Christopher Wood (British, 1901-1930) Clay Pipe with Flowers 27 x 46 cm. (18 1/4 x 10 1/2 in.)
Property from the estate of a English collector
Christopher Wood (British, 1901-1930)
Still life with flowers, fruit and a clay pipe
signed 'Christopher Wood' (on the stretcher)
oil on canvas
27 x 46 cm. (18 1/4 x 10 1/2 in.)
Estimate:
£100,000 - 150,000
€120,000 - 180,000
US$ 150,000 - 230,000

Footnotes

  • Still life with flowers, fruit and a clay pipe incorporates a number of elements which Wood painted throughout his career. However, it is the clay pipe, presented on the bottom left hand edge of the work which tells us most about the artist. This little object, which played such a pivotal role in Wood's life appears in a number of other superb oils by the artist; perhaps most famously in his masterpiece of 1927, Self-Portrait (Kettles Yard, University of Cambridge) where it rests on the table beside his paint box, but also in the stunning Flowers on a Chair with Pipe and Paper (formerly the Collection of Lord and Lady Attenborough) where it is supplemented by a newspaper and packet of cigarettes. It was the means with which the artist smoked opmium, the drug which had been made illegal in Britain in 1920 with the Dangerous Drugs Act, but which Wood would have had access to in Paris owing to his friendship with the artist Jean Cocteau. Whilst Wood had been using the drug prior to his meeting with Cocteau in 1924, perhaps with his Chilean diplomat friend Antonio Gandarillas in Smyrna as treatment for suspected Malaria, it was Cocteau who persuaded Christopher Wood that the drug aided and developed creative thought. Wood took the drug on and off throughout the rest of his life and, whilst it may indeed have benefitted him during the time it was being used under controlled conditions to produce works of brilliance, it has been argued it was the artist's withdrawal from the substance that finally prompted him to commit suicide at Salisbury station in 1930.

    Showing a firm understanding of the works by Georges Braque (1882-1963), which Wood would have familiarized himself with in Paris, the pipe and fruit have been completely flattened and their form simplified in contrast to the intricate work of the pink and white flower heads with their thicker impasto.

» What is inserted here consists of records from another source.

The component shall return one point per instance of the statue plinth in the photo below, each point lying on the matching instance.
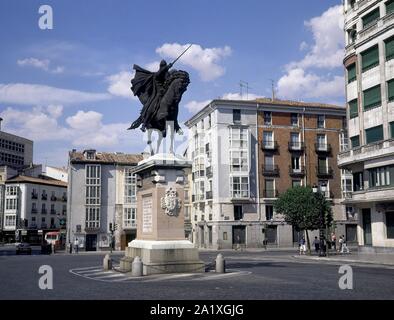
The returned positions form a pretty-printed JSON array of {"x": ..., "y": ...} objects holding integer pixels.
[{"x": 161, "y": 242}]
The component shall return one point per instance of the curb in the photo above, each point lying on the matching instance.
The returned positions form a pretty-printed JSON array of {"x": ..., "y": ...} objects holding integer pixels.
[{"x": 345, "y": 261}]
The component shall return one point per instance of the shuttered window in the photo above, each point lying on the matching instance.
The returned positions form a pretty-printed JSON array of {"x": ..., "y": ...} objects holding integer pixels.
[
  {"x": 351, "y": 73},
  {"x": 389, "y": 45},
  {"x": 389, "y": 6},
  {"x": 353, "y": 108},
  {"x": 372, "y": 98},
  {"x": 371, "y": 18},
  {"x": 390, "y": 90},
  {"x": 370, "y": 58},
  {"x": 355, "y": 141},
  {"x": 392, "y": 129},
  {"x": 374, "y": 134}
]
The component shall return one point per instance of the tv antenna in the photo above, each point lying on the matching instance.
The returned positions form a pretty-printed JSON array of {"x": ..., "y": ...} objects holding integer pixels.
[{"x": 244, "y": 84}]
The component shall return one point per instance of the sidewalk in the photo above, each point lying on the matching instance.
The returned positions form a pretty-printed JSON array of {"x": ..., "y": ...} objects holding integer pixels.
[{"x": 384, "y": 259}]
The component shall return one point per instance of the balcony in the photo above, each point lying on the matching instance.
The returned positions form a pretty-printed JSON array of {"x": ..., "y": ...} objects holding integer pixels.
[
  {"x": 269, "y": 146},
  {"x": 271, "y": 193},
  {"x": 270, "y": 170},
  {"x": 324, "y": 172},
  {"x": 366, "y": 152},
  {"x": 323, "y": 148},
  {"x": 208, "y": 171},
  {"x": 296, "y": 146},
  {"x": 297, "y": 172}
]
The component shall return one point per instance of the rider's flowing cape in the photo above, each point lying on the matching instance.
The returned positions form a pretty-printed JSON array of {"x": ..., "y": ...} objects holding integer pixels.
[{"x": 146, "y": 89}]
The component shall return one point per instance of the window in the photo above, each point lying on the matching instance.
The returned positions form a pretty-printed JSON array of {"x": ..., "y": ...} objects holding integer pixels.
[
  {"x": 269, "y": 212},
  {"x": 268, "y": 139},
  {"x": 239, "y": 138},
  {"x": 295, "y": 164},
  {"x": 389, "y": 48},
  {"x": 239, "y": 161},
  {"x": 238, "y": 213},
  {"x": 351, "y": 73},
  {"x": 92, "y": 217},
  {"x": 269, "y": 162},
  {"x": 389, "y": 6},
  {"x": 370, "y": 58},
  {"x": 372, "y": 98},
  {"x": 358, "y": 181},
  {"x": 129, "y": 217},
  {"x": 390, "y": 90},
  {"x": 355, "y": 141},
  {"x": 239, "y": 187},
  {"x": 374, "y": 134},
  {"x": 130, "y": 187},
  {"x": 236, "y": 115},
  {"x": 295, "y": 140},
  {"x": 267, "y": 118},
  {"x": 353, "y": 109},
  {"x": 93, "y": 185},
  {"x": 269, "y": 188},
  {"x": 390, "y": 225},
  {"x": 371, "y": 18},
  {"x": 380, "y": 177},
  {"x": 321, "y": 121},
  {"x": 392, "y": 129},
  {"x": 294, "y": 119}
]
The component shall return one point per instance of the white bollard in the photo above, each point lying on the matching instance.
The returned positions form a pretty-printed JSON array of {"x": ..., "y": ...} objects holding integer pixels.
[
  {"x": 136, "y": 267},
  {"x": 220, "y": 264},
  {"x": 107, "y": 263}
]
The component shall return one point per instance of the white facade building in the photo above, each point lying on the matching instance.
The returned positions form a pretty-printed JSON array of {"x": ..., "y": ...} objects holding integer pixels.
[
  {"x": 102, "y": 193},
  {"x": 369, "y": 62}
]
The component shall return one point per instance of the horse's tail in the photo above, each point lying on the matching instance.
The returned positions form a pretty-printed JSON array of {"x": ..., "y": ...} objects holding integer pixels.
[{"x": 136, "y": 124}]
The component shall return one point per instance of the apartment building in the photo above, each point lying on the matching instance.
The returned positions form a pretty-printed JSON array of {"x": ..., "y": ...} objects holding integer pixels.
[
  {"x": 369, "y": 63},
  {"x": 245, "y": 153},
  {"x": 102, "y": 194}
]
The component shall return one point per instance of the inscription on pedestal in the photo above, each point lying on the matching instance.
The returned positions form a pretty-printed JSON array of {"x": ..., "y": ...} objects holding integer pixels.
[{"x": 147, "y": 218}]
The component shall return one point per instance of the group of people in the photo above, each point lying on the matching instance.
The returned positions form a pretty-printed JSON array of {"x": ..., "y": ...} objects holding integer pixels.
[{"x": 333, "y": 243}]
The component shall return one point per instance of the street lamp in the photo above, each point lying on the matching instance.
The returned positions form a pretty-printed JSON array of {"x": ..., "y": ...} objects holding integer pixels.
[{"x": 321, "y": 189}]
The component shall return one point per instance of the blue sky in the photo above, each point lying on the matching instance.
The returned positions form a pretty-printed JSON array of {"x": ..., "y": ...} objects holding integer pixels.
[{"x": 68, "y": 87}]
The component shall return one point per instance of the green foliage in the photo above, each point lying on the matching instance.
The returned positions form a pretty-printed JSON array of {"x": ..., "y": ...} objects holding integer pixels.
[{"x": 302, "y": 208}]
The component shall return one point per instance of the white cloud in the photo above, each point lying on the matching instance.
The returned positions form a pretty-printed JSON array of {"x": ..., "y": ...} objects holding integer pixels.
[
  {"x": 83, "y": 129},
  {"x": 326, "y": 54},
  {"x": 120, "y": 84},
  {"x": 34, "y": 94},
  {"x": 40, "y": 64},
  {"x": 297, "y": 84},
  {"x": 204, "y": 61}
]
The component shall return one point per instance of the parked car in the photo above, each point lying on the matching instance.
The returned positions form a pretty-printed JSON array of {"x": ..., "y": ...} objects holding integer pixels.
[{"x": 23, "y": 248}]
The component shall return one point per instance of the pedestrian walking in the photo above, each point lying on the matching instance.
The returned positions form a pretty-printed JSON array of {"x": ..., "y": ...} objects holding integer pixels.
[
  {"x": 302, "y": 246},
  {"x": 316, "y": 242},
  {"x": 76, "y": 245},
  {"x": 334, "y": 241},
  {"x": 344, "y": 246}
]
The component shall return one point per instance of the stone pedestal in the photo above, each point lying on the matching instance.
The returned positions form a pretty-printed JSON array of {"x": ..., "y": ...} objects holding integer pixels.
[{"x": 161, "y": 242}]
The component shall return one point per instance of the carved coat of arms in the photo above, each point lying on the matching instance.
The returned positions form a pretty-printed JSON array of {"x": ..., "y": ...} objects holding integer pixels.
[{"x": 170, "y": 202}]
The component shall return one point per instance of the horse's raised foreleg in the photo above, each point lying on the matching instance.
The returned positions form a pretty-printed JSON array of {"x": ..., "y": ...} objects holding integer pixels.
[{"x": 150, "y": 141}]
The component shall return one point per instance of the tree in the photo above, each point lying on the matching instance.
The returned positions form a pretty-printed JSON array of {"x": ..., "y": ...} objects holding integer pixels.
[{"x": 303, "y": 209}]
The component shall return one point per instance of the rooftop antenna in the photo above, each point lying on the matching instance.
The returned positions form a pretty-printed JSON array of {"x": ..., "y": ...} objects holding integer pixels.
[
  {"x": 273, "y": 89},
  {"x": 244, "y": 84}
]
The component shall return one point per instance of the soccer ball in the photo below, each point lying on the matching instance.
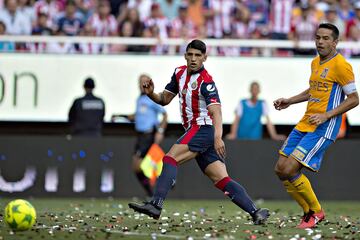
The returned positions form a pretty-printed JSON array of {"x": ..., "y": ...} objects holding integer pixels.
[{"x": 20, "y": 215}]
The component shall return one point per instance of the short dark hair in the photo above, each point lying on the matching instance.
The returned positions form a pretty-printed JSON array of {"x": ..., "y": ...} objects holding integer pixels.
[
  {"x": 332, "y": 27},
  {"x": 197, "y": 44},
  {"x": 89, "y": 83}
]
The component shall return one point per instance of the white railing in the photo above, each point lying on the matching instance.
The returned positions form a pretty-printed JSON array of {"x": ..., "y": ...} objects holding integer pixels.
[{"x": 269, "y": 44}]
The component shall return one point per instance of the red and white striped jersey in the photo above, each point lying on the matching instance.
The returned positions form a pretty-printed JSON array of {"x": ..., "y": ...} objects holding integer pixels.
[
  {"x": 103, "y": 27},
  {"x": 280, "y": 15},
  {"x": 196, "y": 92}
]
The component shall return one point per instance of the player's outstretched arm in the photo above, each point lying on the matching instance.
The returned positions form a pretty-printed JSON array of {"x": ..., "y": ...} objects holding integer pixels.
[
  {"x": 219, "y": 145},
  {"x": 350, "y": 102},
  {"x": 162, "y": 98},
  {"x": 283, "y": 103}
]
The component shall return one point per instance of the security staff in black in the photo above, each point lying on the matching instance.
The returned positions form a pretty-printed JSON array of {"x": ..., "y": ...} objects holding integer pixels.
[{"x": 86, "y": 115}]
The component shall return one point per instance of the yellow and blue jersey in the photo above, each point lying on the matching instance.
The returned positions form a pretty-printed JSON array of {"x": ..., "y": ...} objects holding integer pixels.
[{"x": 327, "y": 81}]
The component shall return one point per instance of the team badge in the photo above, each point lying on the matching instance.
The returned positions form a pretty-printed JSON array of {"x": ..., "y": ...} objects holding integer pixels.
[
  {"x": 298, "y": 154},
  {"x": 324, "y": 73},
  {"x": 194, "y": 85},
  {"x": 210, "y": 88}
]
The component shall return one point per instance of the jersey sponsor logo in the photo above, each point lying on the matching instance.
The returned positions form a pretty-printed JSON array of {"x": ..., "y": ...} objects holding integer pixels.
[
  {"x": 319, "y": 86},
  {"x": 213, "y": 100},
  {"x": 92, "y": 105},
  {"x": 324, "y": 73},
  {"x": 298, "y": 154},
  {"x": 314, "y": 99},
  {"x": 194, "y": 85},
  {"x": 302, "y": 149},
  {"x": 210, "y": 87}
]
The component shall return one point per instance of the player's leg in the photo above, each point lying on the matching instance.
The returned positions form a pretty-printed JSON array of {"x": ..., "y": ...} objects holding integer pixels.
[
  {"x": 308, "y": 153},
  {"x": 216, "y": 170},
  {"x": 143, "y": 143},
  {"x": 178, "y": 154},
  {"x": 287, "y": 148}
]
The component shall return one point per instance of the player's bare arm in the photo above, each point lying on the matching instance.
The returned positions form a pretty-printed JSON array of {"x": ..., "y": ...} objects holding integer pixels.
[
  {"x": 163, "y": 98},
  {"x": 219, "y": 145},
  {"x": 283, "y": 103},
  {"x": 350, "y": 102}
]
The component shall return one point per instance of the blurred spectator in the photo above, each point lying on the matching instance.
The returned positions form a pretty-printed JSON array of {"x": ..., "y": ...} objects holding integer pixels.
[
  {"x": 303, "y": 29},
  {"x": 69, "y": 23},
  {"x": 157, "y": 19},
  {"x": 5, "y": 46},
  {"x": 132, "y": 15},
  {"x": 218, "y": 15},
  {"x": 169, "y": 8},
  {"x": 90, "y": 47},
  {"x": 243, "y": 28},
  {"x": 259, "y": 11},
  {"x": 195, "y": 13},
  {"x": 102, "y": 21},
  {"x": 52, "y": 8},
  {"x": 16, "y": 22},
  {"x": 247, "y": 124},
  {"x": 27, "y": 10},
  {"x": 332, "y": 17},
  {"x": 143, "y": 7},
  {"x": 117, "y": 6},
  {"x": 343, "y": 127},
  {"x": 126, "y": 30},
  {"x": 148, "y": 130},
  {"x": 86, "y": 8},
  {"x": 60, "y": 47},
  {"x": 228, "y": 51},
  {"x": 280, "y": 18},
  {"x": 182, "y": 26},
  {"x": 87, "y": 113},
  {"x": 345, "y": 12},
  {"x": 41, "y": 26}
]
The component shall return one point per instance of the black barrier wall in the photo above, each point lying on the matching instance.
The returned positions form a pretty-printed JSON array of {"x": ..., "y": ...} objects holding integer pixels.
[{"x": 80, "y": 167}]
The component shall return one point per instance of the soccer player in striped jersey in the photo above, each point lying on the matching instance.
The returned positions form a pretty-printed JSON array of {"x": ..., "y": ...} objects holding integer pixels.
[
  {"x": 201, "y": 117},
  {"x": 331, "y": 79}
]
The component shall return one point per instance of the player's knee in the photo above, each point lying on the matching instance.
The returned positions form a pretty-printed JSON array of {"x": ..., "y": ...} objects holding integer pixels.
[{"x": 282, "y": 170}]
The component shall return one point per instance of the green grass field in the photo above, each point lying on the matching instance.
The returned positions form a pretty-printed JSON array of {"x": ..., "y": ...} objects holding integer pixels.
[{"x": 181, "y": 219}]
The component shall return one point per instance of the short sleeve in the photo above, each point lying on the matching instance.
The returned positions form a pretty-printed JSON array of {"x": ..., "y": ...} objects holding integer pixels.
[
  {"x": 158, "y": 108},
  {"x": 173, "y": 85},
  {"x": 210, "y": 93},
  {"x": 239, "y": 109},
  {"x": 265, "y": 108},
  {"x": 345, "y": 74},
  {"x": 346, "y": 78}
]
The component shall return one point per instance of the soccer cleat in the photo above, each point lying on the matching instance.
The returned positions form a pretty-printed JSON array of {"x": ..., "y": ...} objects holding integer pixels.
[
  {"x": 310, "y": 219},
  {"x": 147, "y": 208},
  {"x": 260, "y": 216}
]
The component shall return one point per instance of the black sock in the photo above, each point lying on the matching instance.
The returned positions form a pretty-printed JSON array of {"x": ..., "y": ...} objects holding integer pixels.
[{"x": 145, "y": 182}]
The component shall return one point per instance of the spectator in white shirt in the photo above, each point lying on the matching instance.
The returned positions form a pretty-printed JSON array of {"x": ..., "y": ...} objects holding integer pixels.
[{"x": 16, "y": 22}]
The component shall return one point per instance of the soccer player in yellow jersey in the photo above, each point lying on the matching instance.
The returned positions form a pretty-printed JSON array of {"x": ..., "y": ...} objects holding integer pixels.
[{"x": 331, "y": 79}]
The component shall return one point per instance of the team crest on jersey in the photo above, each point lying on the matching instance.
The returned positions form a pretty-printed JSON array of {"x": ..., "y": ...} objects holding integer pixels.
[
  {"x": 210, "y": 87},
  {"x": 194, "y": 85},
  {"x": 324, "y": 73},
  {"x": 298, "y": 154}
]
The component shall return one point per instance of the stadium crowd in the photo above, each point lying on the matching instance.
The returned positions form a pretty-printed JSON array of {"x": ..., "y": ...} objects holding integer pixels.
[{"x": 219, "y": 19}]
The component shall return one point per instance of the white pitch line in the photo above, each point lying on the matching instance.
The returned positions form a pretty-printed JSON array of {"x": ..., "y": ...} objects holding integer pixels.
[{"x": 128, "y": 233}]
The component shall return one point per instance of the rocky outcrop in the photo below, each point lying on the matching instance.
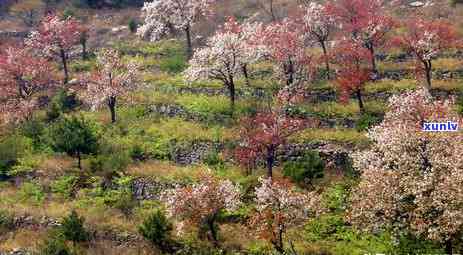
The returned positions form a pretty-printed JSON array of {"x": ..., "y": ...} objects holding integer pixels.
[
  {"x": 334, "y": 155},
  {"x": 146, "y": 188}
]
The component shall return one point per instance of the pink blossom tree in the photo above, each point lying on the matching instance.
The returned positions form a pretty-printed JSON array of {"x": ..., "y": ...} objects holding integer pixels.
[
  {"x": 225, "y": 56},
  {"x": 55, "y": 37},
  {"x": 201, "y": 203},
  {"x": 263, "y": 134},
  {"x": 164, "y": 16},
  {"x": 278, "y": 207},
  {"x": 425, "y": 40},
  {"x": 319, "y": 25},
  {"x": 286, "y": 46},
  {"x": 365, "y": 21},
  {"x": 22, "y": 78},
  {"x": 410, "y": 179},
  {"x": 111, "y": 79}
]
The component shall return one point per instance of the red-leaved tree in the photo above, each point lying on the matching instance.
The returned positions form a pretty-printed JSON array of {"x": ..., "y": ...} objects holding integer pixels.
[
  {"x": 55, "y": 38},
  {"x": 366, "y": 22},
  {"x": 286, "y": 45},
  {"x": 352, "y": 74},
  {"x": 22, "y": 78},
  {"x": 425, "y": 40}
]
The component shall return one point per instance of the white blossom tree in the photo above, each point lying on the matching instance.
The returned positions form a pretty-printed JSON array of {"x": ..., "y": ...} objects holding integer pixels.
[
  {"x": 111, "y": 79},
  {"x": 278, "y": 207},
  {"x": 225, "y": 56},
  {"x": 411, "y": 180},
  {"x": 201, "y": 203},
  {"x": 319, "y": 25},
  {"x": 164, "y": 16},
  {"x": 55, "y": 37}
]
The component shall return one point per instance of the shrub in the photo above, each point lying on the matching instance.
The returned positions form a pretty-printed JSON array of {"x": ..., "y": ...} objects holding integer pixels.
[
  {"x": 133, "y": 25},
  {"x": 74, "y": 136},
  {"x": 366, "y": 120},
  {"x": 459, "y": 103},
  {"x": 31, "y": 192},
  {"x": 157, "y": 230},
  {"x": 72, "y": 228},
  {"x": 6, "y": 221},
  {"x": 214, "y": 160},
  {"x": 454, "y": 3},
  {"x": 26, "y": 165},
  {"x": 54, "y": 245},
  {"x": 303, "y": 170}
]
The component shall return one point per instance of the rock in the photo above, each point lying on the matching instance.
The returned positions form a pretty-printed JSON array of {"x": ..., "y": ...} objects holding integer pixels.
[
  {"x": 119, "y": 29},
  {"x": 416, "y": 4},
  {"x": 73, "y": 82}
]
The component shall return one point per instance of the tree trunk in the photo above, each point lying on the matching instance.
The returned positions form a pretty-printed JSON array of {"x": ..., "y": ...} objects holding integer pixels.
[
  {"x": 188, "y": 42},
  {"x": 327, "y": 62},
  {"x": 427, "y": 70},
  {"x": 270, "y": 161},
  {"x": 373, "y": 60},
  {"x": 211, "y": 225},
  {"x": 112, "y": 108},
  {"x": 358, "y": 94},
  {"x": 84, "y": 49},
  {"x": 448, "y": 246},
  {"x": 231, "y": 89},
  {"x": 65, "y": 65},
  {"x": 79, "y": 159}
]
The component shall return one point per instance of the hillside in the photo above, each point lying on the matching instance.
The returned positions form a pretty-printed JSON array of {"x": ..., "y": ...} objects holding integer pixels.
[{"x": 260, "y": 138}]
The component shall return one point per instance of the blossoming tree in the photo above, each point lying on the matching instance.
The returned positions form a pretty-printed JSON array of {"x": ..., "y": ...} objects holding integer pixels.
[
  {"x": 410, "y": 179},
  {"x": 55, "y": 37},
  {"x": 278, "y": 207},
  {"x": 22, "y": 78},
  {"x": 111, "y": 79},
  {"x": 225, "y": 56},
  {"x": 365, "y": 21},
  {"x": 201, "y": 203},
  {"x": 425, "y": 40},
  {"x": 263, "y": 134},
  {"x": 286, "y": 46},
  {"x": 319, "y": 25},
  {"x": 352, "y": 74},
  {"x": 163, "y": 16}
]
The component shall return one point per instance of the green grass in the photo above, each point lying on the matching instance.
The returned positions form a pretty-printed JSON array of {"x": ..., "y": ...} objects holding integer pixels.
[
  {"x": 340, "y": 136},
  {"x": 332, "y": 109},
  {"x": 390, "y": 86}
]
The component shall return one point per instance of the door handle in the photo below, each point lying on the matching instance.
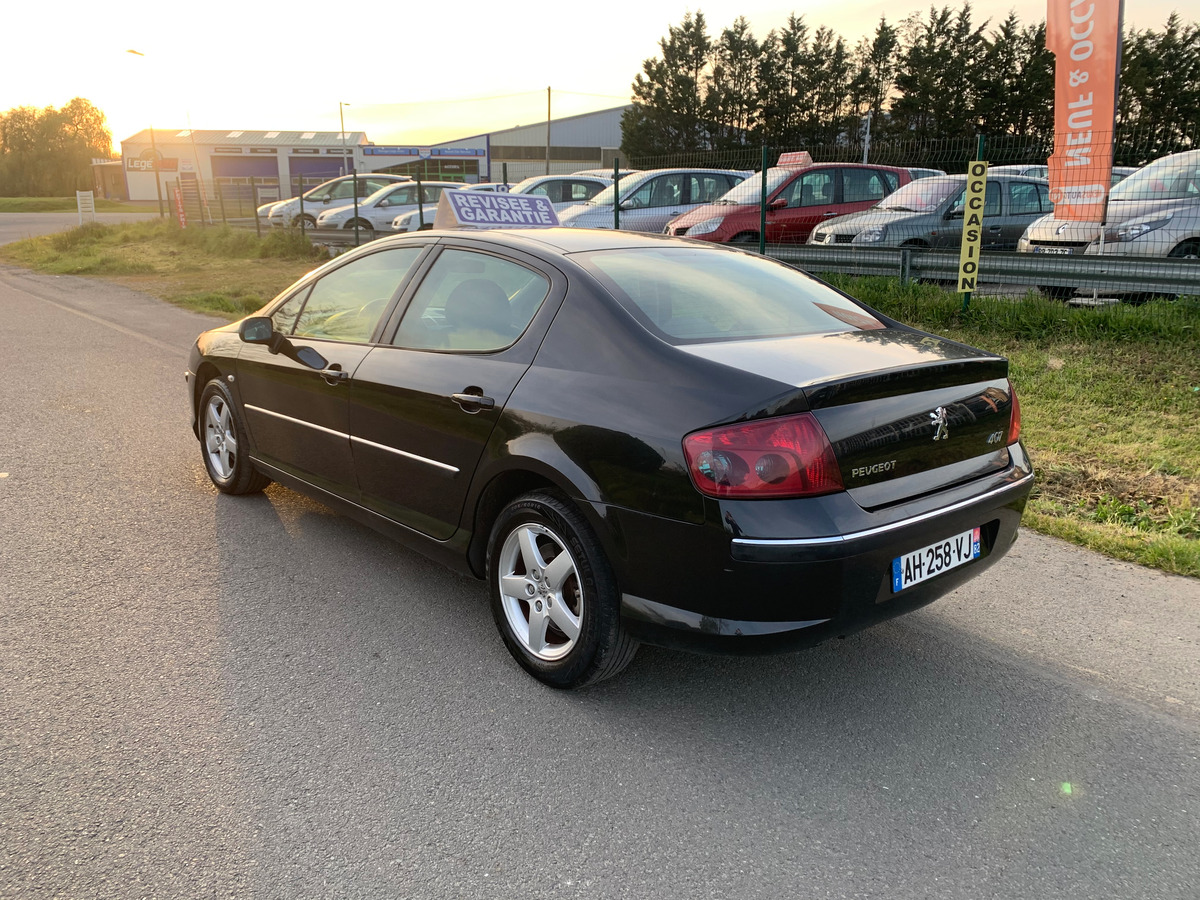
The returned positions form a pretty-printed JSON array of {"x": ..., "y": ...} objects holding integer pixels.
[
  {"x": 335, "y": 376},
  {"x": 473, "y": 402}
]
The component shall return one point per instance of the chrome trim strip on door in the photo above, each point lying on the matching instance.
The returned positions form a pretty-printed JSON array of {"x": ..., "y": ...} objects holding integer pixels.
[
  {"x": 444, "y": 467},
  {"x": 298, "y": 421},
  {"x": 882, "y": 529}
]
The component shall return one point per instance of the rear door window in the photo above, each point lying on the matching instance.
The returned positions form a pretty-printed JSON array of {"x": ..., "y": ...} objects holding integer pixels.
[
  {"x": 472, "y": 303},
  {"x": 347, "y": 303}
]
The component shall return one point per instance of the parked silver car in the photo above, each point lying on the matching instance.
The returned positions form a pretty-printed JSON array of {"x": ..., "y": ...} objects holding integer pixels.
[
  {"x": 563, "y": 190},
  {"x": 651, "y": 199},
  {"x": 1153, "y": 213},
  {"x": 928, "y": 213},
  {"x": 335, "y": 192},
  {"x": 379, "y": 209},
  {"x": 1119, "y": 172}
]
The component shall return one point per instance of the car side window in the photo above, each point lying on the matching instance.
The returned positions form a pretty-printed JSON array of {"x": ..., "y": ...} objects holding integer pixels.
[
  {"x": 285, "y": 318},
  {"x": 661, "y": 191},
  {"x": 400, "y": 197},
  {"x": 549, "y": 189},
  {"x": 706, "y": 189},
  {"x": 1023, "y": 198},
  {"x": 431, "y": 193},
  {"x": 581, "y": 191},
  {"x": 348, "y": 303},
  {"x": 862, "y": 185},
  {"x": 990, "y": 202},
  {"x": 1044, "y": 204},
  {"x": 472, "y": 303},
  {"x": 813, "y": 189}
]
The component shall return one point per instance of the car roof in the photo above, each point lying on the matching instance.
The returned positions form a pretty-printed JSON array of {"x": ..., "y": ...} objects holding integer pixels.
[{"x": 553, "y": 241}]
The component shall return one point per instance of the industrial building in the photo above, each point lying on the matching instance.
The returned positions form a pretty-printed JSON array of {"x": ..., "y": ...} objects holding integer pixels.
[{"x": 274, "y": 165}]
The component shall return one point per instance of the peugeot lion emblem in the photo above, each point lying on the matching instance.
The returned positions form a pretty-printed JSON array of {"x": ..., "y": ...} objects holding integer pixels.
[{"x": 939, "y": 417}]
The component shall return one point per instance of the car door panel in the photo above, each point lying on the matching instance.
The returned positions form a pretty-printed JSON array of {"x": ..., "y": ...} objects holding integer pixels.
[
  {"x": 297, "y": 417},
  {"x": 423, "y": 409}
]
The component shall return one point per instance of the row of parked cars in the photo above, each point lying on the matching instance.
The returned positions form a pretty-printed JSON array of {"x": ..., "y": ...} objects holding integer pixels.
[{"x": 1153, "y": 211}]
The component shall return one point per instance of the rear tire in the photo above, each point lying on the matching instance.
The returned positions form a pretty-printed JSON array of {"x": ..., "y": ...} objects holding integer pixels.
[
  {"x": 223, "y": 443},
  {"x": 1187, "y": 250},
  {"x": 553, "y": 594}
]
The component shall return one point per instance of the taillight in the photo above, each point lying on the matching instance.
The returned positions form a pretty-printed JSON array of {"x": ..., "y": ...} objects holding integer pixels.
[
  {"x": 1014, "y": 426},
  {"x": 789, "y": 456}
]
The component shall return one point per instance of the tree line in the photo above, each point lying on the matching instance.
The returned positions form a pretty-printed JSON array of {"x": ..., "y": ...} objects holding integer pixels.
[
  {"x": 48, "y": 153},
  {"x": 934, "y": 77}
]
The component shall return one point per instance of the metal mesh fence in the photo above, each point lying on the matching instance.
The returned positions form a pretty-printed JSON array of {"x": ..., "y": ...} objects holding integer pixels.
[{"x": 897, "y": 207}]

Areas of the fruit, leaves and pipe have been left transparent, allowing the ledge the objects are resting on and the drapery of the background to become an integral part of the subject matter, a key tool Braque employed to create ambiguities with space and perspective.

    Although the present lot is not a large work, many of Wood's still lifes were even smaller in fact, it is a painting which possesses immense charm and beauty and demonstrates how the artist took pleasure in observing and documenting the objects which were to hand at that moment in time.